Gris, frío y cortante como el invierno, como el asfalto, como el horizonte, como la afilada frontera del quitamiedos. Los paisajes desde la carretera me han cautivado desde que el pasado noviembre un viaje de trabajo me obligó a salir de la burbuja de casa. Bendigo al trabajo, a la carretera y al amigo que me proporcionó ambas escapatorias.
Las imágenes que me interesan integran paisaje y carretera, sin disimular en absoluto mi condición de copiloto, de pasajero absorto, y sin evitar los numerosos elementos que intervienen en semejantes fotografías, en especial todos los relacionados con las indicaciones de carreteras y autopistas.
El desplazamiento a gran velocidad me obliga a estar atento y a tener la cámara del móvil activada, preparada para captar el siguiente punto de interés, que a menudo me sorprende por adelantado, captando la imagen inmediatamente posterior.
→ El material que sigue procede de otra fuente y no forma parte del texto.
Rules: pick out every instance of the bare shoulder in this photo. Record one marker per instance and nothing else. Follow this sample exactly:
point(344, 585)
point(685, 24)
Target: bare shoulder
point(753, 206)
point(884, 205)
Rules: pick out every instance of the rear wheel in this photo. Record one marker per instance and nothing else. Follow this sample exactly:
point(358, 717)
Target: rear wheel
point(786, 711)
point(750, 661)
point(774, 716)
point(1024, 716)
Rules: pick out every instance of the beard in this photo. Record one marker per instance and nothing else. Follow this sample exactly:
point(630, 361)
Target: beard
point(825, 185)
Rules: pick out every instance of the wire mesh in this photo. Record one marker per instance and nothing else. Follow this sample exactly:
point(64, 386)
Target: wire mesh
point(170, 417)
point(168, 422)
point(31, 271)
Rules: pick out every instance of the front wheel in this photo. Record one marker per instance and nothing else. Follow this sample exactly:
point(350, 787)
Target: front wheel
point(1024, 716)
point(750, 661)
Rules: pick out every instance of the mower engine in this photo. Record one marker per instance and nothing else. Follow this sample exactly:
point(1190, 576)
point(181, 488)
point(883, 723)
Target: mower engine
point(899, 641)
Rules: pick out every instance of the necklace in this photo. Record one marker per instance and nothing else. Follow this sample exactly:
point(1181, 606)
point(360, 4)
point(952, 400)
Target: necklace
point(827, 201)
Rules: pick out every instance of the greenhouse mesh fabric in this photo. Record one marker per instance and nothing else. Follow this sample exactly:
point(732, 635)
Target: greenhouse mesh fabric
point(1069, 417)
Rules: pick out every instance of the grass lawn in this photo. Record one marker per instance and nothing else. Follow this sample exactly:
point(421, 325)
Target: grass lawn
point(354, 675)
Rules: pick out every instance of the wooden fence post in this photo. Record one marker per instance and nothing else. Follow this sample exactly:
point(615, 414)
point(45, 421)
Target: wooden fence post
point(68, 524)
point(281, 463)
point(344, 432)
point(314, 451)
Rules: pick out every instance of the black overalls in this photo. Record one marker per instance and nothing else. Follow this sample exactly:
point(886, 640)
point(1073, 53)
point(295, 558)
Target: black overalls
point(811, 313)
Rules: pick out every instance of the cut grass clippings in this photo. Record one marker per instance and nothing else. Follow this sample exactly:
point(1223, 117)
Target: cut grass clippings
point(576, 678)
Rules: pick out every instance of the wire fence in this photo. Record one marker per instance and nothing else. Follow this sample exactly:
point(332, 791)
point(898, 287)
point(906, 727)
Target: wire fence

Carne de papelera, pensaba.
Y así ocurre otra cosa a la prevista. Me frustra constantemente, hasta que lo acepto tras cientos de imágenes congeladas. Sucede que el instante es otro con la velocidad y que para atrapar lo esperado se debe entrenar la sincronía del ojo que mira, del cerebro que elige, el dedo que dispara y la cámara que congela.
Solo tienes un instante fugaz para disparar como un furtivo en el noche. Luego está el otro deleite, el de la sorpresa, el de ver la presa capturada. Contemplar el paisaje que atraviesas a toda caña mientras el mismo paisaje te atraviesa a ti mismo como una flecha fantasma con punta de algodón envenenado. Comprobar que esa imagen contemplada no se parece a nada a la esperada. Es cazar a la princesa en vez de al gamo. Aunque quizás la una era la otra, o las dos el mismo ser al mismo tiempo, tal y como cuentan algunas inverosímiles y desacreditadas leyendas.